Time & Space Complexity

Time complexity: $O(n * 2 ^ n)$
Space complexity:
- $O(n)$ extra space.
- $O(n * 2 ^ n)$ space for the output list.

2. Backtracking - II

class Solution:

    def partition(self, s: str) -> List[List[str]]:
        res, part = [], []

        def dfs(i):
            if i >= len(s):
                res.append(part.copy())
                return
            for j in range(i, len(s)):
                if self.isPali(s, i, j):
                    part.append(s[i : j + 1])
                    dfs(j + 1)
                    part.pop()

        dfs(0)
        return res

    def isPali(self, s, l, r):
        while l < r:
            if s[l] != s[r]:
                return False
            l, r = l + 1, r - 1
        return True

Time & Space Complexity

Time complexity: $O(n * 2 ^ n)$
Space complexity:
- $O(n)$ extra space.
- $O(n * 2 ^ n)$ space for the output list.

3. Backtracking (DP)

class Solution:

    def partition(self, s: str) -> List[List[str]]:
        n = len(s)
        dp = [[False] * n for _ in range(n)]
        for l in range(1, n + 1):
            for i in range(n - l + 1):
                dp[i][i + l - 1] = (s[i] == s[i + l - 1] and
                                    (i + 1 > (i + l - 2) or
                                    dp[i + 1][i + l - 2]))

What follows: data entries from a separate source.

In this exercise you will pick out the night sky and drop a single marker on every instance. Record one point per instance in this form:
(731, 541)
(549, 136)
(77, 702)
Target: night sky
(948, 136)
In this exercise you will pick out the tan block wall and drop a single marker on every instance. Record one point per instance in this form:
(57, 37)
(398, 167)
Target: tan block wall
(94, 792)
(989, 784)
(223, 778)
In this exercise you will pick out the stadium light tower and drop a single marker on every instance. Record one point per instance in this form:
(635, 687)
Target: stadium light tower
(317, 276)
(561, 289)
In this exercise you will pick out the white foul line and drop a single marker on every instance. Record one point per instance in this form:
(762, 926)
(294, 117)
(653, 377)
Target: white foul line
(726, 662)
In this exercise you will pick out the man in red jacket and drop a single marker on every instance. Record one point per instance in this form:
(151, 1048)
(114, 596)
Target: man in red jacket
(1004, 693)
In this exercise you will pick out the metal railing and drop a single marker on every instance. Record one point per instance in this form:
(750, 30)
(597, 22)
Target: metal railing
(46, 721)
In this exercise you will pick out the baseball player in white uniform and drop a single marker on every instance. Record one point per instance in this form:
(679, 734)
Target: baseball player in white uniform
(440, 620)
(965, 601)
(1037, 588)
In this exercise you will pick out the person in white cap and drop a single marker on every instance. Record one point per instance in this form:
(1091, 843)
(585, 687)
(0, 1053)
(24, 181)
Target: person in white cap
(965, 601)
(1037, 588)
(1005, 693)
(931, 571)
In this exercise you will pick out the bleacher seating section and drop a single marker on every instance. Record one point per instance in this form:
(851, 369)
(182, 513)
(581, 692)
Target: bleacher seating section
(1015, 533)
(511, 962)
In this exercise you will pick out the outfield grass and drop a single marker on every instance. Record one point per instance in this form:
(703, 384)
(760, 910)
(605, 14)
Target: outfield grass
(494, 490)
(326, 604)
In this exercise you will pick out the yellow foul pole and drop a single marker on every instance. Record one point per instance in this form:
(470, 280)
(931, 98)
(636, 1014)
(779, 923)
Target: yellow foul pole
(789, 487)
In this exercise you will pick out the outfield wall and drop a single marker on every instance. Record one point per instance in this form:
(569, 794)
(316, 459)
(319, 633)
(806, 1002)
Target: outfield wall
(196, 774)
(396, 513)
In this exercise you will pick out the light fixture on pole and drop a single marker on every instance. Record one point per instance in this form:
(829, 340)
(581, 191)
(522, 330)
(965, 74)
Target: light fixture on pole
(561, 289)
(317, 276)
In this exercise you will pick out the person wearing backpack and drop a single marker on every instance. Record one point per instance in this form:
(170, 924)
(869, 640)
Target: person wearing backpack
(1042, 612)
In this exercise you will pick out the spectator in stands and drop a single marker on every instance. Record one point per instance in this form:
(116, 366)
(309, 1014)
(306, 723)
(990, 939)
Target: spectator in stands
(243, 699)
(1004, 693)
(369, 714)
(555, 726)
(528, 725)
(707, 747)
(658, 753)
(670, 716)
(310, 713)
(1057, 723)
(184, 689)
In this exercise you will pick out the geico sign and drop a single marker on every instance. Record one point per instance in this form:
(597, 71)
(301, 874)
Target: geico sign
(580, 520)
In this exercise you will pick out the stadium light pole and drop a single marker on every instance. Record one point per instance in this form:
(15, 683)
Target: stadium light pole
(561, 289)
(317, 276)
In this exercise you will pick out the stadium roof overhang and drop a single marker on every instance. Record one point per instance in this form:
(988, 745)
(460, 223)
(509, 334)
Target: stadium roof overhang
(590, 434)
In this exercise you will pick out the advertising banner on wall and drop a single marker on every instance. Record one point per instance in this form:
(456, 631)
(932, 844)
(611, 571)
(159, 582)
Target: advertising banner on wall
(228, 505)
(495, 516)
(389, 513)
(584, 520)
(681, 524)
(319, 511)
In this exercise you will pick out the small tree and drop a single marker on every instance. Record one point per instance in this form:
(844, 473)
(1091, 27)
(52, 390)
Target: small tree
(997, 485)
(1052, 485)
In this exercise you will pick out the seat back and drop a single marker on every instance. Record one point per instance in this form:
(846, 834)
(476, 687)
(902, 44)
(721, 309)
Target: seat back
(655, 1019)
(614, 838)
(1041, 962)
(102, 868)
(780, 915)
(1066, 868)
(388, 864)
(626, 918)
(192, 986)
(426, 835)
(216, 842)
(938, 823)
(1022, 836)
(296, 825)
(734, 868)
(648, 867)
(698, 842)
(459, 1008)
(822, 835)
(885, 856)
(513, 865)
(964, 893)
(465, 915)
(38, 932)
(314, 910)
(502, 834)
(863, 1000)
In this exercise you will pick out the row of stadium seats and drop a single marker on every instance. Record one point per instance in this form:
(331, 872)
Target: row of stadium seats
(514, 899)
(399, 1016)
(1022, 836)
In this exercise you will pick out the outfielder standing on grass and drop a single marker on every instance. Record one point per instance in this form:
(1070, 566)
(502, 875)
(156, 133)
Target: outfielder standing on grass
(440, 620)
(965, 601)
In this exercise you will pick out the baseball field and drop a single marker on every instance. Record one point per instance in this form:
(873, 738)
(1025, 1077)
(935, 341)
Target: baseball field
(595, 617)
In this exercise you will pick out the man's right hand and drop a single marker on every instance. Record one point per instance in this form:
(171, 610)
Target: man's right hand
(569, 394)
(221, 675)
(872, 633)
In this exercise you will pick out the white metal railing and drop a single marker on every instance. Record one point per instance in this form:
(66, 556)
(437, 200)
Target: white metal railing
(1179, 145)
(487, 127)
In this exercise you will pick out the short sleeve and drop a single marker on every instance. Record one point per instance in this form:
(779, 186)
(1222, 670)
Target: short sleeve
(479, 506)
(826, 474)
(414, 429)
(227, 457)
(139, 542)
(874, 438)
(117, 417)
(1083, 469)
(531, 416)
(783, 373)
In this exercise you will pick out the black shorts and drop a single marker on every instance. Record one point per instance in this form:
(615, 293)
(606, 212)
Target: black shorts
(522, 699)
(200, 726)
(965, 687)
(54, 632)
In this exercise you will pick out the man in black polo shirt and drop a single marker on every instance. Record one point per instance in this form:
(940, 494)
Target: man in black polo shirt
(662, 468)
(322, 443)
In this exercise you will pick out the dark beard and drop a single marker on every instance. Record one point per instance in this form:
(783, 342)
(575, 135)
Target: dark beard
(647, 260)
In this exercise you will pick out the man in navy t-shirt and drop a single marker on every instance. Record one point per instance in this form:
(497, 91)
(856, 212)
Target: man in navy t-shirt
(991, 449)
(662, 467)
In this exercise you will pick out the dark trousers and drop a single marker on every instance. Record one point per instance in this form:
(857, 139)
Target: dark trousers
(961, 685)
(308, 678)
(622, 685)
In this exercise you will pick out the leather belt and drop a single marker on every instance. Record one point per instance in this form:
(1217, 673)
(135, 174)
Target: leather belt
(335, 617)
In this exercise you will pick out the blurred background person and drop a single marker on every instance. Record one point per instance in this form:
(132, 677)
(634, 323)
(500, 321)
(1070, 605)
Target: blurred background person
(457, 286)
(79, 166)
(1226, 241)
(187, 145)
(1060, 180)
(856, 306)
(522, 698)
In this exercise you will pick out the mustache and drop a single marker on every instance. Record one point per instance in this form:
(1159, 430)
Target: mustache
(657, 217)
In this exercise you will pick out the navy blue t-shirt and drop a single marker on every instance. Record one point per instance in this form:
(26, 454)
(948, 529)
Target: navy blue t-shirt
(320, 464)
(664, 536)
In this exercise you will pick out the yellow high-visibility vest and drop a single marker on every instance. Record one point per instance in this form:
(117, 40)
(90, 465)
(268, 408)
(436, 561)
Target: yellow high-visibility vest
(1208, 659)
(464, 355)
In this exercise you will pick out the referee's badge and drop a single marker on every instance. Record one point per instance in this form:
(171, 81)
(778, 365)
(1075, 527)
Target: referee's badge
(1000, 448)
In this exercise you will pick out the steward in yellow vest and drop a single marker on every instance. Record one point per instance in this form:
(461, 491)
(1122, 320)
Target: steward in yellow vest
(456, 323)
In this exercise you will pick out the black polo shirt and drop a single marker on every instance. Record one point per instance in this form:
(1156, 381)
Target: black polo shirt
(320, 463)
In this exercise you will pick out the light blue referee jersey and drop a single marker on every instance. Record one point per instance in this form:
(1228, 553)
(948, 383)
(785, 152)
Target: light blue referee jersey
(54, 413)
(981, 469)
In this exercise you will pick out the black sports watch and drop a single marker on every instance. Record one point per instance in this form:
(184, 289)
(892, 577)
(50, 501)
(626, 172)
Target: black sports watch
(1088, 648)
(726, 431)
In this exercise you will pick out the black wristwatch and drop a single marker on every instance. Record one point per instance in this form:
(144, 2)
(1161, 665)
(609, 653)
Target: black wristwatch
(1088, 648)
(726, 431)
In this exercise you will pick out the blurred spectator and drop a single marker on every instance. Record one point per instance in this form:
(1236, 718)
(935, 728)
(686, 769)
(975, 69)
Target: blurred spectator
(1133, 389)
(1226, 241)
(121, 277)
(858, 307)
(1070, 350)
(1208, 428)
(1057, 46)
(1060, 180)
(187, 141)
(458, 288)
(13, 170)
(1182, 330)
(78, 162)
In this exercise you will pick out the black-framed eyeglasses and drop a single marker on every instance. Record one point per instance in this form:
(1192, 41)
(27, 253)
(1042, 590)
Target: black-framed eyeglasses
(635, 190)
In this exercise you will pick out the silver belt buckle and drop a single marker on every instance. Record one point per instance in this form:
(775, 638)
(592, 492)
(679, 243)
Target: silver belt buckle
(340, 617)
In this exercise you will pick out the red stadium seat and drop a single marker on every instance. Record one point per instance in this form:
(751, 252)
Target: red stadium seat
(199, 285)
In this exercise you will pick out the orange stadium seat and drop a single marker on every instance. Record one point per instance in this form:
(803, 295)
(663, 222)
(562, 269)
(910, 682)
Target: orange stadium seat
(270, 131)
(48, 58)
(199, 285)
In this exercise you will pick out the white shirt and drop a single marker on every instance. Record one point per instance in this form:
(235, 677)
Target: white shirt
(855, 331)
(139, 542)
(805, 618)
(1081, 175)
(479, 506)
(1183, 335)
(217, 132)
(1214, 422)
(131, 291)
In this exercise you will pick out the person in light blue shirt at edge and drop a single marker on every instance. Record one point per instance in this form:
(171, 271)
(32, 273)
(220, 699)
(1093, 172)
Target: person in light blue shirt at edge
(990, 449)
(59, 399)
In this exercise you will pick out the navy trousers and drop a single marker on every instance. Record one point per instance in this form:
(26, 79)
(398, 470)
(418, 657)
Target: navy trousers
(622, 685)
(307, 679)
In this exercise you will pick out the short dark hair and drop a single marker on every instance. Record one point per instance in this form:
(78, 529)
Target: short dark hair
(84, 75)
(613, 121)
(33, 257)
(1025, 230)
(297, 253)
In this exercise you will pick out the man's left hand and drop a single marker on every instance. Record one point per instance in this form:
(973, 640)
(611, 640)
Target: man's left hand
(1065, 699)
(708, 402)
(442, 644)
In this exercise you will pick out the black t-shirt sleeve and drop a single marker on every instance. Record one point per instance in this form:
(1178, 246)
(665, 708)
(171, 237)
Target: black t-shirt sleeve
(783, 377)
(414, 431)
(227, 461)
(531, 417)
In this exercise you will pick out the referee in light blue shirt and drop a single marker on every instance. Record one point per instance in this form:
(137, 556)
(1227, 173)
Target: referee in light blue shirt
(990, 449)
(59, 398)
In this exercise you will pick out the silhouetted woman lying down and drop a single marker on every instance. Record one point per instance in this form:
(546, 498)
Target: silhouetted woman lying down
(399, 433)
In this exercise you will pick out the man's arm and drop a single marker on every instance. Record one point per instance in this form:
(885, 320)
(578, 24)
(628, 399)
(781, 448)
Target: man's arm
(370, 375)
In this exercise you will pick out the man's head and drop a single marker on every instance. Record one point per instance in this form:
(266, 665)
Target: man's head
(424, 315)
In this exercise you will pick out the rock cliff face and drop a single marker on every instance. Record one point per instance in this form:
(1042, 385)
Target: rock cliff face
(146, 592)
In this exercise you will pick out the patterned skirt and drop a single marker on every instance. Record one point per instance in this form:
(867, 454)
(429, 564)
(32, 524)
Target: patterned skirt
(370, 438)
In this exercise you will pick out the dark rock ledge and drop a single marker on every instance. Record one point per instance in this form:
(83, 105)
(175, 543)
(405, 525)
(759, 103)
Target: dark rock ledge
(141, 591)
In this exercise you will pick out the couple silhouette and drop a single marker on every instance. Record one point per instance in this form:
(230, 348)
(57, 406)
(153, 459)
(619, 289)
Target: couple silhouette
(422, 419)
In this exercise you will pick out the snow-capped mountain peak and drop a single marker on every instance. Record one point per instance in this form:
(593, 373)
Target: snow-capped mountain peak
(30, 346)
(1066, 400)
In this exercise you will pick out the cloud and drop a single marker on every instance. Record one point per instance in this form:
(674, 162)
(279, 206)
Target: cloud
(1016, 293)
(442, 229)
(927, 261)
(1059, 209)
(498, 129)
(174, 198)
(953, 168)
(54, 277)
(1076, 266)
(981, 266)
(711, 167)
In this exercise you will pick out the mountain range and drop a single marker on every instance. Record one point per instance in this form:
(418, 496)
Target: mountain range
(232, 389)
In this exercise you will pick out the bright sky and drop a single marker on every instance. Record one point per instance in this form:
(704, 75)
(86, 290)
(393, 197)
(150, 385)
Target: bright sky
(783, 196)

        res, part = [], []
        def dfs(i):
            if i >= len(s):
                res.append(part.copy())
                return
            for j in range(i, len(s)):
                if dp[i][j]:
                    part.append(s[i : j + 1])
                    dfs(j + 1)
                    part.pop()

        dfs(0)
        return res

Time & Space Complexity

Time complexity: $O(n * 2 ^ n)$
Space complexity:
- $O(n ^ 2)$ extra space.
- $O(n * 2 ^ n)$ space for the output list.

4. Recursion

class Solution:

    def partition(self, s: str) -> List[List[str]]:
        n = len(s)
        dp = [[False] * n for _ in range(n)]
        for l in range(1, n + 1):
            for i in range(n - l + 1):
                dp[i][i + l - 1] = (s[i] == s[i + l - 1] and
                                    (i + 1 > (i + l - 2) or
                                    dp[i + 1][i + l - 2]))

        def dfs(i):
            if i >= n:
                return [[]]

            ret = []
            for j in range(i, n):
                if dp[i][j]:
                    nxt = dfs(j + 1)
                    for part in nxt:
                        cur = [s[i : j + 1]] + part
                        ret.append(cur)
            return ret

        return dfs(0)

Time & Space Complexity

Time complexity: $O(n * 2 ^ n)$
Space complexity:
- $O(n ^ 2)$ extra space.
- $O(n * 2 ^ n)$ space for the output list.